В книге рассказывается история главного героя, который сталкивается с различными проблемами и препятствиями на протяжении всего своего путешествия. По пути он встречает множество второстепенных персонажей, которые играют важные роли в истории. Благодаря опыту главного героя книга исследует такие темы, как любовь, потеря, надежда и стойкость. По мере того, как главный герой преодолевает свои трудности, он усваивает ценные уроки жизни и растет как личность.
"Вечер у Клэр" - воспоминания русского эмигранта о детстве и отрочестве, гражданской войне и российской смуте, в которые он оказался втянут, будучи шестнадцатилетним подростком, и о его искренней и нежной любви к француженке Клэр, любовь к которой он пронес через всю свою жизнь.
Этот рассказ Газданова вызвал наибольшее число откликов при публикации. Рецензируя первый номер журнала «Числа», Ходасевич отмечает, что Газданов «изобретательнее, живописнее Фельзена, в нем больше блеска». Савельев признает рассказ «самым талантливым» во всем журнале, но, вместе с тем, высказывает пожелание, чтобы Газданов начал писать «без Пруста». Атмосфера изолированности человека в мире реализуется в образной ткани повествования, в изображении персонажей, между которыми, несмотря на их усилия, отсутствуют живые человеческие связи.
В книге рассказывается история главного героя, который сталкивается с различными проблемами и препятствиями на протяжении всего своего путешествия. По пути он встречает множество второстепенных персонажей, которые играют важные роли в истории. Благодаря опыту главного героя книга исследует такие темы, как любовь, потеря, надежда и стойкость.
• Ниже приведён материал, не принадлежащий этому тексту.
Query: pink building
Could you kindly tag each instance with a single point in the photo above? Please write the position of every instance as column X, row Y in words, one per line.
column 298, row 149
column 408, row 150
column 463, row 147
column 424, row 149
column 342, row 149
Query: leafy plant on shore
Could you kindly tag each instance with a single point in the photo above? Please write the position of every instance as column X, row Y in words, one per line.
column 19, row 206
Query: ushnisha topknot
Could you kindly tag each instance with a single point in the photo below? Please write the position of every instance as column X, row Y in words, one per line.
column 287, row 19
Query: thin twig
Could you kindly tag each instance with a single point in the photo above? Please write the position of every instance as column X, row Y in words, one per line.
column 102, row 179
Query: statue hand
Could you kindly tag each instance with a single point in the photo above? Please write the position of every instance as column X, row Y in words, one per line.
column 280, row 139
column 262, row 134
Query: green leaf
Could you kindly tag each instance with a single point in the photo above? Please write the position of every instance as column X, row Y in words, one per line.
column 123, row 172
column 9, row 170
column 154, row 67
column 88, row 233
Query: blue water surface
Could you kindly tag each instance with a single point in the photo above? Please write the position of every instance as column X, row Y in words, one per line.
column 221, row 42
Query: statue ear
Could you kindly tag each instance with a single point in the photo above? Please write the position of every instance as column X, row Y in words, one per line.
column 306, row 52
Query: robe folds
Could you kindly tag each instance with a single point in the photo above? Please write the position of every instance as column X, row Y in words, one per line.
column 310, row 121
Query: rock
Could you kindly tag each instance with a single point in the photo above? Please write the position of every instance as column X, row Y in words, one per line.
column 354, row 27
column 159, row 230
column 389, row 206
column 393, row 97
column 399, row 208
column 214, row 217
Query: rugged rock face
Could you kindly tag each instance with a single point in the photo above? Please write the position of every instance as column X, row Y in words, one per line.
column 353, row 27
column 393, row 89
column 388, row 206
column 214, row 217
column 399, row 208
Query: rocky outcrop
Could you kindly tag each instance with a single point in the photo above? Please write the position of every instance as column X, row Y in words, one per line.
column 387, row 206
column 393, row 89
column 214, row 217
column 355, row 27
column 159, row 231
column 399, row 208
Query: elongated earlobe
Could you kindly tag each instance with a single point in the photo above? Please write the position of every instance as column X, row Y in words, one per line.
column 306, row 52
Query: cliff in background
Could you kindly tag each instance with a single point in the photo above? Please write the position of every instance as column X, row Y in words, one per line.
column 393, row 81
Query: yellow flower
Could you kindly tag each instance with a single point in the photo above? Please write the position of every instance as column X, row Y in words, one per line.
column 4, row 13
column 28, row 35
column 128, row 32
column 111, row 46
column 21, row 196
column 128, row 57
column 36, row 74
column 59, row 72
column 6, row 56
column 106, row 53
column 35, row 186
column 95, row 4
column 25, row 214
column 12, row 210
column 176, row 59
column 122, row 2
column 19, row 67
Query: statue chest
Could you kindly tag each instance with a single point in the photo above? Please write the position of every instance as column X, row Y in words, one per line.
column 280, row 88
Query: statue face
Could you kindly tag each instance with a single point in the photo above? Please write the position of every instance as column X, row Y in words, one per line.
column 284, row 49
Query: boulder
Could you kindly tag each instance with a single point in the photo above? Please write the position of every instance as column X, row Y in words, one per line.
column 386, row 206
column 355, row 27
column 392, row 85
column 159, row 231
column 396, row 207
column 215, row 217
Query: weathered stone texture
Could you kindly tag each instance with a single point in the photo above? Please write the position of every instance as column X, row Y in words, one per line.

По мере того, как главный герой преодолевает свои трудности, он усваивает ценные уроки жизни и растет как личность.
В обзоре „Современные записки“ Николай Андреев писал: «Лишь относительно удачно „Счастье“ Гайто Газданова. Прекрасно начатый, отличный во многих своих частях, обнаруживающий глубину и силу авторского дыхания, как всегда у Газданова, полный психологического своеобразия, рассказ этот оказался растянутым, лишенным единства, перегруженным проблематикой, риторикой. Газданов отказался на этот раз от непрерывного повествования, столь удающейся ему плавной неторопливости рассказа. Он, однако, не перешел и к какой-либо конструктивности.
Соседка по пансиону в Каннах сидела всегда за отдельным столиком и была неизменно сосредоточена, даже мрачна. После утреннего кофе она уходила и возвращалась к вечеру.
Алексей Алексеевич Луговой (настоящая фамилия Тихонов; 1853–1914) — русский прозаик, драматург, поэт.Повесть «Девичье поле», 1909 г.
«Лейкин принадлежит к числу писателей, знакомство с которыми весьма полезно для лиц, желающих иметь правильное понятие о бытовой стороне русской жизни… Это материал, имеющий скорее этнографическую, нежели беллетристическую ценность…»М. Е. Салтыков-Щедрин.
«Сон – существо таинственное и внемерное, с длинным пятнистым хвостом и с мягкими белыми лапами. Он налег всей своей бестелесностью на Савельева и задушил его. И Савельеву было хорошо, пока он спал…».